Do you remember them? It was a time of innocence. Children, with rosy cheeks and sparkling eyes, played outside in the endless sunshine; there was little crime; young people respected their adults and .....
If these are the good old days you imagine then perhaps it is time you checked your memory banks.
I had a man in my office the other day complaining about the ways of the world.
“Young people have no respect any more. They think they know everything. It wasn’t like this in my day!”
Someone else said something similar:
“The young people of today think of nothing but themselves. They have no reverence for parents or old age. They are impatient of all restraint.
“They talk as if they alone knew everything and what passes for wisdom with us is foolishness with them.
“As for girls, they are forward, immodest and unwomanly in speech, behaviour and dress.”
That statement is alleged to have been written by Socrates, the Greek philosopher who lived in the good old, very old days - more than 400 years BC.
It is both sad and yet gives you hope.
It’s sad that things don’t change but since the world hasn’t been destroyed before now, there is hope that we do indeed have a future.

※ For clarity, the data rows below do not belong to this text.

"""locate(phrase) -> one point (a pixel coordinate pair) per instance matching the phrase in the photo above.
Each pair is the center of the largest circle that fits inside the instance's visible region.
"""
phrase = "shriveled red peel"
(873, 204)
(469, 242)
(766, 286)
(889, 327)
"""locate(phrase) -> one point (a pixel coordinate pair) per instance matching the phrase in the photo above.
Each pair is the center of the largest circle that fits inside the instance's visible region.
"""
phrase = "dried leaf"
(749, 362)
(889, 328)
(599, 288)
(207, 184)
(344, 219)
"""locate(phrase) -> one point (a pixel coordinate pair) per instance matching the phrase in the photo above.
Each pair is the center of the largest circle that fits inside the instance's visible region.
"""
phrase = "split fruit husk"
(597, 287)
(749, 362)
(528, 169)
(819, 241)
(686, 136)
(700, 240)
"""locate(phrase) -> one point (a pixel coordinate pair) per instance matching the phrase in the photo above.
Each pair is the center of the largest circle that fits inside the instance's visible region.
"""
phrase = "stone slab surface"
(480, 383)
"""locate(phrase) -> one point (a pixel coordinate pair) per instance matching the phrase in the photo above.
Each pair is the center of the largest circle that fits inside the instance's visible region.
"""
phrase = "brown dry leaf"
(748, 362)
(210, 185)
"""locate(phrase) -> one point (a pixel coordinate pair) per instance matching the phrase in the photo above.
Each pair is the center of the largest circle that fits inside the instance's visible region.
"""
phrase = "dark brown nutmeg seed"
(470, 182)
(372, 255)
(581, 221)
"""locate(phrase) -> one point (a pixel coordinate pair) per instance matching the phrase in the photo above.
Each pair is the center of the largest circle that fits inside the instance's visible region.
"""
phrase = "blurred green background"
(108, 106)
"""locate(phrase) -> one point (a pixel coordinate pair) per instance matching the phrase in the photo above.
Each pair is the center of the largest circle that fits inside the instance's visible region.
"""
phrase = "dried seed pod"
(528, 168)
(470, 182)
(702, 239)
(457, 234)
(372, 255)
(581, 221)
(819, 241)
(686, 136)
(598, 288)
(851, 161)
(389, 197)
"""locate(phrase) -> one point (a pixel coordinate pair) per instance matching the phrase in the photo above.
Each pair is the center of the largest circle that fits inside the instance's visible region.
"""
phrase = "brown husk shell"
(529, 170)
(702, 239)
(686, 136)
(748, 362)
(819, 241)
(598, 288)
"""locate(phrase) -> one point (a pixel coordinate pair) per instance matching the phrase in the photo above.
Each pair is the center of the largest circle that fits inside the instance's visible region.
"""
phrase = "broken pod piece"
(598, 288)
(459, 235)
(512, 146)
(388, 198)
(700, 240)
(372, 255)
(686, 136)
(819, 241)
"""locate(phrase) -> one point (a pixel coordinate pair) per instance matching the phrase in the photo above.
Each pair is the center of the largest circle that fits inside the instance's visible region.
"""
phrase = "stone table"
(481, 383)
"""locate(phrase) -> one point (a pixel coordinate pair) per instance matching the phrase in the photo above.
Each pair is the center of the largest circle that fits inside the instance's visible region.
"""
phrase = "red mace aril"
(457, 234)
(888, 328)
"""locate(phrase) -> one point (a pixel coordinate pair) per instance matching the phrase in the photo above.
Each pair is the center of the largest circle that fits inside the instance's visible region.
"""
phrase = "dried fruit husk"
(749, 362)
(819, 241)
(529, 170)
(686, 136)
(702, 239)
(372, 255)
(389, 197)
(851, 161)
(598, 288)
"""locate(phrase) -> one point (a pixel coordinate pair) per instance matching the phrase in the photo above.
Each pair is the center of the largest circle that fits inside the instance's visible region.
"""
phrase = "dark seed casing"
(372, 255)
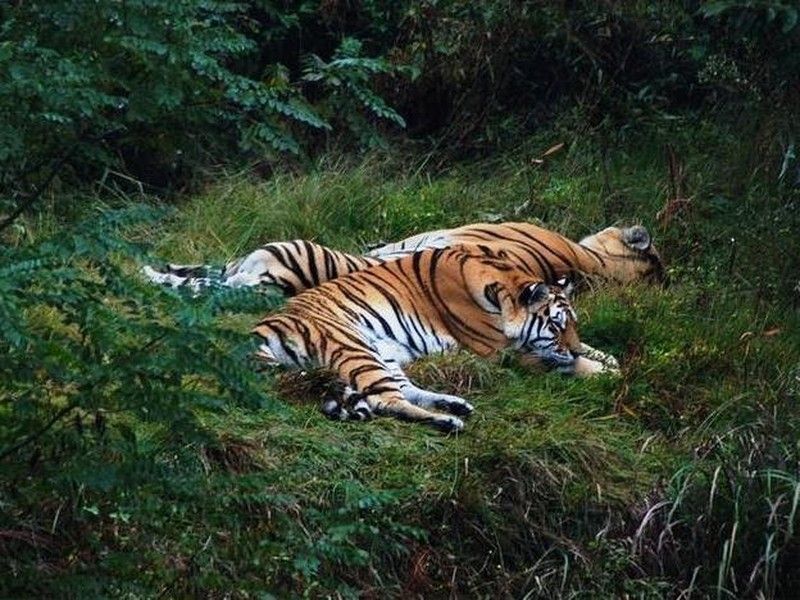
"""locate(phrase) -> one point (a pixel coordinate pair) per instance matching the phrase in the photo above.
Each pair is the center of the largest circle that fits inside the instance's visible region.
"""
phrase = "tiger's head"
(628, 254)
(543, 326)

I do think some things have changed, however, and that probably has more to do with disposable income than anything else.
My childhood passions were reading and listening to my records.
Every Christmas Santa would bring us a book and a record among our gifts. I would also usually get a record album for my birthday.
You can’t imagine the excitement of removing the record from its shiny sleeve and playing it for the first time. You can’t imagine the thrill of waking up at 4am on Christmas morning and sneaking out to the lounge to see what book I had and taking it back to bed to read. (The year it was Anne of Green Gables I cried all Christmas morning!).
I don’t think kids have that kind of excitement anymore.
I’ve seen the kids in my own extended family on Christmas morning with three or four CDs. Because they have them in bulk they are no longer special.
Mind you, maybe waiting for the next video game to come out is the equivalent excitement.
I feel sorry for the kids today because they don’t have the freedom we had.
Everyone complains that they sit around playing video games, watching TV etc. But n many instances this is the fault of the parents.
We worry about a world that is no more dangerous than it ever was, except for more traffic.
We would be out from daybreak to sunset. Our parents didn’t know half the things we were up to and it wasn’t because they were neglectful. All parents seemed to be the same. Maybe there was some good in the good old days!